Perşembe, Nisan 12, 2012

Meral Okay ve değerli insanlar...

Gidenlerin ardından...


Gazetede okudum.
Meral Okay’la Beynelmilel filminde çalışan ve dostu olan Sırrı Süreyya Önder Meral Okay’ın ölüm haberinin ardından Okay’ı şu sözlerle anlattı. “Bilenler, tanıyanlar için, ya da hayatına bir kez dokunduğu insanlar için unutulması mümkün olmayan insanlar sınıfındaydı. Meral, vefanın bir diğer adıydı. Kendisini kanıtlayan, ürettikleri konuşulan isimlerden birisiydi. Emeğin tarumar edildiği bir pazarda, ne kendi emeğini ne de başkalarının emeğini ucuz etmeyen, heba etmeyen bir insandı. Her toplumsal itirazın destekleyeni ya da yanında duranı olurdu. Ne diyelim, mekanı cennet olsun."

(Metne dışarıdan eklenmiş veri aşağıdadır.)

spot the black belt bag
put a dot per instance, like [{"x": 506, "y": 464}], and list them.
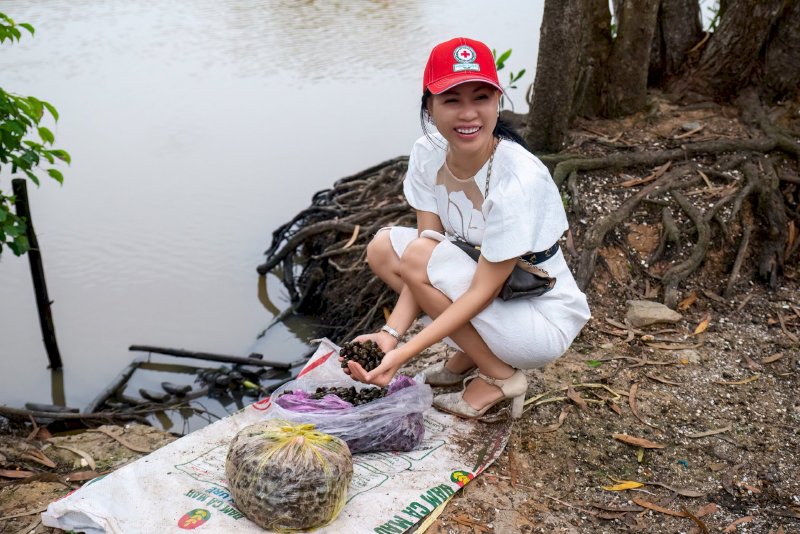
[{"x": 526, "y": 280}]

Meral Okay, mal varlığını İzmir Selçuk Şirince'deki Matematik Köyü'ne bağışlamış. İz bırakmak, varken gidişi düşünmek,...

Ayrılıklar üzüyor insanı. Hani burnunun direğinin sızlaması diye bir deyim vardır. O deyimi son 1-2 yılda çok iyi özümsedim. Çok sevdiğim bir arkadaşımın ani kaybı ile başlayan bir rüzgar sanki bu. Ara ara tamam artık desem de sanki anafor olmuş dönüp duruyor. Hiç kimse sevdiklerinden ayrılmak istemez. Ayrılık kendimiz için, ihtiyaç duyduğumuz için üzücüdür. kontrolümüz dışında olduğunda daha da üzücü olur. bu bir dost, bir gülen yüz, bir çift sıcak el, bir omuz olabilir... Meral Okay'ın gidişi, bu şehre geldiğimde kendimi güvende hissetmemi sağlayan Dr.Erdal Başaran'ın gidişi ile birlikte oldu. İnsanlar acı çekmesin yeter ki dedim. Aynı hisleri bir yıl önce babamı kaybettiğimizde de yaşamıştım. Yeter ki acı çekmesinler. Ben yüreğimin sızlamasıyla bir şekilde başederim. Zaten var mı alternatifi? Benim bildiğim yok. Yürekler sızlayacak, ayrılıklar yaşanacak ... 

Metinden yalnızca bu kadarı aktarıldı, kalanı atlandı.